Despite months of promises by the administration, President Bacon and the UBC Board of Governors refuse to meet with students they claim to represent. Bacon has, however, consulted regularly with student groups that condone the genocide of Palestinians, thus upholding and supporting anti-Palestinian racism on our campus. He repeatedly dismisses student concerns, refusing even to acknowledge the word “Palestine” in official communications. Meanwhile, the university has escalated securitization, unlawful arrests, and disciplinary measures against students, staff, and faculty exercising their right to protest and free expression.

“UBC claims to uphold academic freedom and human rights, yet it funds the annihilation of education in Gaza,” said student organizer Frank Wilson. “How can this institution condemn historical genocides while bankrolling one in real time?”

The 12-day hunger strike and a two-day student strike for divestment galvanized widespread solidarity from faculty, staff, labor unions, and community members, including a six-hour shutdown of UBC’s bus loop—the busiest in North America—with drivers honking in support. Yet the administration remains unmoved, prioritizing corporate partnerships over its ethical obligations.

“History will judge UBC’s cowardice,” the coalition warned. “We will not stop until this university is forced to choose: Will it stand with genocide, or with its own students?”

As the strike concludes, organizers say they have no option but to escalate tactics, promising that UBC’s inaction will only fuel broader mobilization. “UBC has shown its hypocrisy and double standards,” they declared. “As our next campaign makes clear, UBC is a racist institution actively profiting from genocide. The world needs to know.”

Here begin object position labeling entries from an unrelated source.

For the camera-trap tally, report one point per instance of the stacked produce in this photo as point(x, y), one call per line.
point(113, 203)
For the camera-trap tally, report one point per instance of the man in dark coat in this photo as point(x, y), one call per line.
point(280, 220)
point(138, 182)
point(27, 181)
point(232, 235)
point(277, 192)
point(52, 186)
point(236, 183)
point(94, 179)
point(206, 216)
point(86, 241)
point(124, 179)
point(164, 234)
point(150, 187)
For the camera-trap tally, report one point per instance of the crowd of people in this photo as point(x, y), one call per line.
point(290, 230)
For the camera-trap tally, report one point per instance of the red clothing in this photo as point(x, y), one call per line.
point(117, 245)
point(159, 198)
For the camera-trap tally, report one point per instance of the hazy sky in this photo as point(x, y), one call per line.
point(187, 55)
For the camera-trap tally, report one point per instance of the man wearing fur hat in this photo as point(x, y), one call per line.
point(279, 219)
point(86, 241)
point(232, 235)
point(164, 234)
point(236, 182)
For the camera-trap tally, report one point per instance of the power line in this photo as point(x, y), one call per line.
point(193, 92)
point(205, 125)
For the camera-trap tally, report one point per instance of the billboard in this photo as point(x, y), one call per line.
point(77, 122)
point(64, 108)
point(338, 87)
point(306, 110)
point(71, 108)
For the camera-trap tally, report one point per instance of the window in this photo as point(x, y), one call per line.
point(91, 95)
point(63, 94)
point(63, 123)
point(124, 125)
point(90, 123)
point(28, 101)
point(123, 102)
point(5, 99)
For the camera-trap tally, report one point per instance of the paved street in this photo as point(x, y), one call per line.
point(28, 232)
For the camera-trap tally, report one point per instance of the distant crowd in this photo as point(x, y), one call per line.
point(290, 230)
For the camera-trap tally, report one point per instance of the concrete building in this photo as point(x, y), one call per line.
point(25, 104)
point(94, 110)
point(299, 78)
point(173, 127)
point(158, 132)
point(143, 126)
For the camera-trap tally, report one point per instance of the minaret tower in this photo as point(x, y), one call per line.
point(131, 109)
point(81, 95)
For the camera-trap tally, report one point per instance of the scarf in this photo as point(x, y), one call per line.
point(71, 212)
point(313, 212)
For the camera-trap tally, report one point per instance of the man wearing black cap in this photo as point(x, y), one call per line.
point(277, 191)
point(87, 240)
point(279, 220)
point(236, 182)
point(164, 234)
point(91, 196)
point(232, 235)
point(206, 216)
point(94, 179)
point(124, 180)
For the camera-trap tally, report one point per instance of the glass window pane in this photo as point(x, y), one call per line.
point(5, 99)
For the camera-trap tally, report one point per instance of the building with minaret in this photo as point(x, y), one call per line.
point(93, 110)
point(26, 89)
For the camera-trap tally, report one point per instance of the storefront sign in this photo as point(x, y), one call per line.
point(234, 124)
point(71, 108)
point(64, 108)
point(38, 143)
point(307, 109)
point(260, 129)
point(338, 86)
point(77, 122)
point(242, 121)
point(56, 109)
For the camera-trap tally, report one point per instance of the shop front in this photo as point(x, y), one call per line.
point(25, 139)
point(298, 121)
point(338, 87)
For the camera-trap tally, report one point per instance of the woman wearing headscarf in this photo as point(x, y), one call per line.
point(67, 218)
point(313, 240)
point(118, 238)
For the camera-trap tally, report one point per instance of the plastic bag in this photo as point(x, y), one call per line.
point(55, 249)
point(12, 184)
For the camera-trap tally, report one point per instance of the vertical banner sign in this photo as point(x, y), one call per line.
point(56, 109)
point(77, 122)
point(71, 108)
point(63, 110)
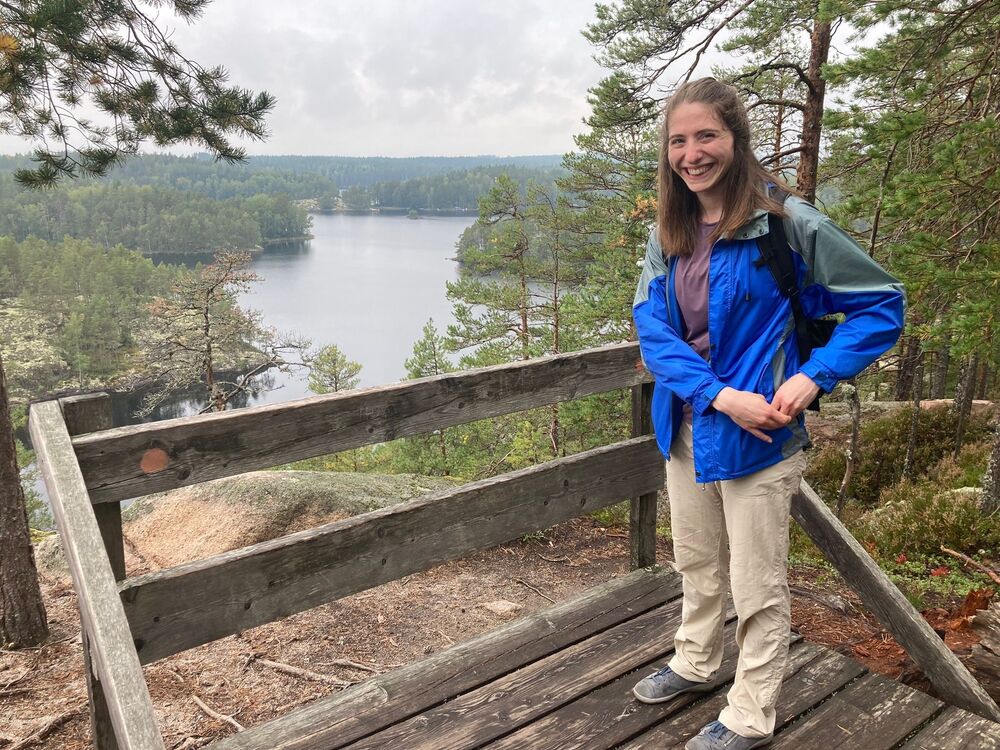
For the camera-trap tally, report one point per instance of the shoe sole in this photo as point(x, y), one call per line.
point(705, 688)
point(763, 742)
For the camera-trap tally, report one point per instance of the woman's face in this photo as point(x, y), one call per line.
point(699, 149)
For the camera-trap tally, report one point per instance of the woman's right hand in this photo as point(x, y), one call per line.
point(751, 411)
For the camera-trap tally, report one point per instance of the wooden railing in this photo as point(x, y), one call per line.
point(89, 468)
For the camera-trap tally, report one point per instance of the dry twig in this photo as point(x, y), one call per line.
point(973, 564)
point(306, 674)
point(216, 715)
point(553, 559)
point(350, 664)
point(44, 731)
point(535, 589)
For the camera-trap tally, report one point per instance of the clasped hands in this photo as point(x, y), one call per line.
point(753, 413)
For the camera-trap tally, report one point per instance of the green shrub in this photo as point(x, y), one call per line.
point(917, 518)
point(882, 452)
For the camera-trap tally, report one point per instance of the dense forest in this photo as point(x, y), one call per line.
point(877, 136)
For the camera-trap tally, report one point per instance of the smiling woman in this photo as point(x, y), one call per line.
point(718, 335)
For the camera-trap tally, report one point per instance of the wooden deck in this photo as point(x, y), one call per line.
point(561, 678)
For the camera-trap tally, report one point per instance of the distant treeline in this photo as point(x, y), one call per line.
point(428, 183)
point(366, 172)
point(148, 219)
point(454, 189)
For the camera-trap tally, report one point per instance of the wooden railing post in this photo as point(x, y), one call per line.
point(642, 518)
point(946, 673)
point(111, 646)
point(90, 413)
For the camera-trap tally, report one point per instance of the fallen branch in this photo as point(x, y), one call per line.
point(831, 601)
point(553, 559)
point(306, 674)
point(535, 589)
point(216, 715)
point(44, 731)
point(973, 564)
point(350, 664)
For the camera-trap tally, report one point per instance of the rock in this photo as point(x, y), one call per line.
point(985, 658)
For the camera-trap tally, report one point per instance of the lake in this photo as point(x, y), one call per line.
point(365, 283)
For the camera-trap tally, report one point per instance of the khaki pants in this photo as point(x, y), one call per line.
point(751, 513)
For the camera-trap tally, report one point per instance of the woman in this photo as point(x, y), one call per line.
point(718, 336)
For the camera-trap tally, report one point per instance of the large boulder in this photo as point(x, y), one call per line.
point(207, 519)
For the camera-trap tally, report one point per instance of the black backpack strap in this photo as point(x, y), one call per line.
point(777, 254)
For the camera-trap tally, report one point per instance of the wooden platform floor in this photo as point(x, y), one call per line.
point(562, 678)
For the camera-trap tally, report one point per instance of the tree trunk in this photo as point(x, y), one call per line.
point(909, 353)
point(991, 480)
point(911, 444)
point(851, 391)
point(812, 116)
point(963, 398)
point(939, 376)
point(22, 614)
point(984, 381)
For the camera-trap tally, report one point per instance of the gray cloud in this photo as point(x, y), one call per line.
point(398, 78)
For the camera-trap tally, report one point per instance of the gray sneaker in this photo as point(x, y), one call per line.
point(665, 685)
point(715, 736)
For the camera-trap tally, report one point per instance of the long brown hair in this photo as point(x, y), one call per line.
point(744, 182)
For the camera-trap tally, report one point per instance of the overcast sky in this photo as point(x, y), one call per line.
point(394, 78)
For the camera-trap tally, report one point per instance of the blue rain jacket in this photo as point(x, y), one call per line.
point(751, 334)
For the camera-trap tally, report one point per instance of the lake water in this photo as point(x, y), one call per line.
point(365, 283)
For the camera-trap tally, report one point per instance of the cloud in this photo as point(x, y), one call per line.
point(400, 78)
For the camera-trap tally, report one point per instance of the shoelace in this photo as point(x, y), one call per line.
point(716, 730)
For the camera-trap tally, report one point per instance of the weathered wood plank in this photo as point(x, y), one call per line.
point(132, 461)
point(948, 675)
point(609, 715)
point(642, 515)
point(191, 604)
point(385, 699)
point(955, 729)
point(812, 674)
point(101, 611)
point(872, 713)
point(510, 702)
point(83, 414)
point(91, 413)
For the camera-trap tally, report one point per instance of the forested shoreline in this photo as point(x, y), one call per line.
point(903, 132)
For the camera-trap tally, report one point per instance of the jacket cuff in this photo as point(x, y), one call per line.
point(822, 377)
point(704, 397)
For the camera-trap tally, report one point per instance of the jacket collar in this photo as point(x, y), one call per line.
point(755, 227)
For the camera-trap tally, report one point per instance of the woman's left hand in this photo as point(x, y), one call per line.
point(795, 394)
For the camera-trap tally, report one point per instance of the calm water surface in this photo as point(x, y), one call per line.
point(365, 283)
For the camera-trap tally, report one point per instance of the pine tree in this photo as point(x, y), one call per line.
point(58, 59)
point(331, 371)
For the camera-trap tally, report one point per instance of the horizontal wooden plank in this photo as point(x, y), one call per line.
point(811, 675)
point(872, 713)
point(185, 606)
point(955, 729)
point(948, 675)
point(103, 618)
point(608, 716)
point(362, 709)
point(514, 700)
point(132, 461)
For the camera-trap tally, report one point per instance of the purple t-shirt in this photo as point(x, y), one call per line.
point(691, 288)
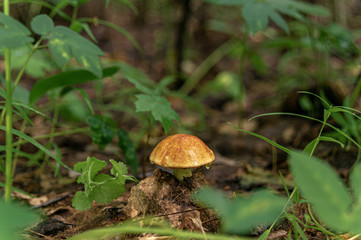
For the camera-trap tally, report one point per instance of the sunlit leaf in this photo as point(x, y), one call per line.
point(64, 79)
point(159, 107)
point(101, 188)
point(241, 215)
point(65, 44)
point(322, 187)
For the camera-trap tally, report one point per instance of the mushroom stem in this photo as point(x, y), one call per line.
point(181, 173)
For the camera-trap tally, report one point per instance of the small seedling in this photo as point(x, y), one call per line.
point(102, 188)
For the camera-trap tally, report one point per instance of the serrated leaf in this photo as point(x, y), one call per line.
point(128, 149)
point(39, 64)
point(159, 107)
point(89, 169)
point(110, 189)
point(13, 34)
point(81, 201)
point(42, 24)
point(241, 215)
point(323, 189)
point(118, 168)
point(65, 44)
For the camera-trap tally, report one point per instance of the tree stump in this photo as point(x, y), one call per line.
point(163, 195)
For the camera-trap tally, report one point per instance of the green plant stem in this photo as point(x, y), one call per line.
point(53, 126)
point(22, 70)
point(23, 126)
point(242, 58)
point(20, 74)
point(326, 116)
point(8, 118)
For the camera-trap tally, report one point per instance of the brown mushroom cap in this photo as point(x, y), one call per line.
point(181, 151)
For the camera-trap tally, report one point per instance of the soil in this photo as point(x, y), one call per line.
point(243, 163)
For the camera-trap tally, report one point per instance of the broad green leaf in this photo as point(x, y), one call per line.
point(273, 143)
point(42, 24)
point(241, 215)
point(264, 235)
point(159, 107)
point(32, 141)
point(102, 129)
point(13, 34)
point(110, 189)
point(89, 169)
point(14, 218)
point(81, 201)
point(261, 207)
point(102, 188)
point(64, 79)
point(128, 149)
point(156, 229)
point(314, 142)
point(321, 186)
point(118, 170)
point(65, 44)
point(39, 64)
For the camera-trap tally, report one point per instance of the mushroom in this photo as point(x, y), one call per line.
point(182, 152)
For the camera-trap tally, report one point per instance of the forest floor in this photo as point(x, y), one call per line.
point(243, 162)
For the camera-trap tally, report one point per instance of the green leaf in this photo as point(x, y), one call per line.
point(89, 169)
point(242, 215)
point(64, 79)
point(42, 24)
point(273, 143)
point(128, 149)
point(65, 44)
point(39, 64)
point(321, 186)
point(102, 188)
point(33, 142)
point(13, 34)
point(15, 218)
point(102, 129)
point(81, 201)
point(110, 189)
point(159, 107)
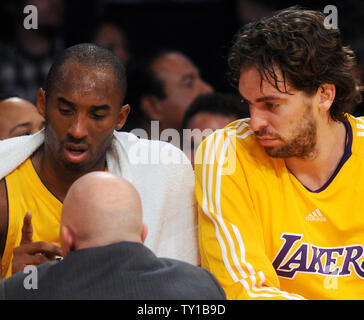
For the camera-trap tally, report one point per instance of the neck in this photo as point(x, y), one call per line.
point(316, 169)
point(56, 177)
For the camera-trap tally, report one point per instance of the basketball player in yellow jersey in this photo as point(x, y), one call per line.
point(280, 194)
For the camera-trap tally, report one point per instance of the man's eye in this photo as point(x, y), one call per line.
point(98, 116)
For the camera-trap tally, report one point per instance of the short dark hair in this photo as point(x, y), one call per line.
point(307, 53)
point(89, 55)
point(225, 104)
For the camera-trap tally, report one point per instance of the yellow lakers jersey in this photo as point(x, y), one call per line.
point(26, 192)
point(264, 235)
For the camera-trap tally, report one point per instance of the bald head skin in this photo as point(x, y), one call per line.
point(18, 117)
point(100, 209)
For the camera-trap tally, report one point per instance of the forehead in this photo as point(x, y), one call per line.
point(77, 82)
point(207, 120)
point(173, 66)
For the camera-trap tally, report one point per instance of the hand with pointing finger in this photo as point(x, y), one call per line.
point(32, 253)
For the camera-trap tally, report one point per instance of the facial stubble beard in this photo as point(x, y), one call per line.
point(78, 168)
point(303, 144)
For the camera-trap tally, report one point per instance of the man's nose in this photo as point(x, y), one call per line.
point(205, 88)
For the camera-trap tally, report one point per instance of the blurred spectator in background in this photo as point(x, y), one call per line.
point(18, 117)
point(161, 88)
point(208, 113)
point(24, 63)
point(112, 37)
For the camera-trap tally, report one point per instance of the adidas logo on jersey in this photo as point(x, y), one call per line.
point(315, 216)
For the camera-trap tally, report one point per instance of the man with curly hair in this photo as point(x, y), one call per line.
point(287, 222)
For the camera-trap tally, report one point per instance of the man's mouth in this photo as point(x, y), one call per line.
point(264, 141)
point(75, 153)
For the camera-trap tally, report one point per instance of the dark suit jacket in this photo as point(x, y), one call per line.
point(125, 270)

The hunger strikers’ demands have remained steadfast, and include the following:

  1. Full divestment from all companies supplying weapons, surveillance technology, and military infrastructure to Israel.
  2. A meeting with the Board of Governors to discuss the group’s Responsible Investment Proposal as submitted on February 12th.
  3. An end to double standards, with a call to address Palestine with urgency equal to that UBC had shown towards Ukraine, and equal concern for ALL violations of international law.
  4. Public condemnation of Israel’s destruction of Palestinian universities and the targeted killing of scholars.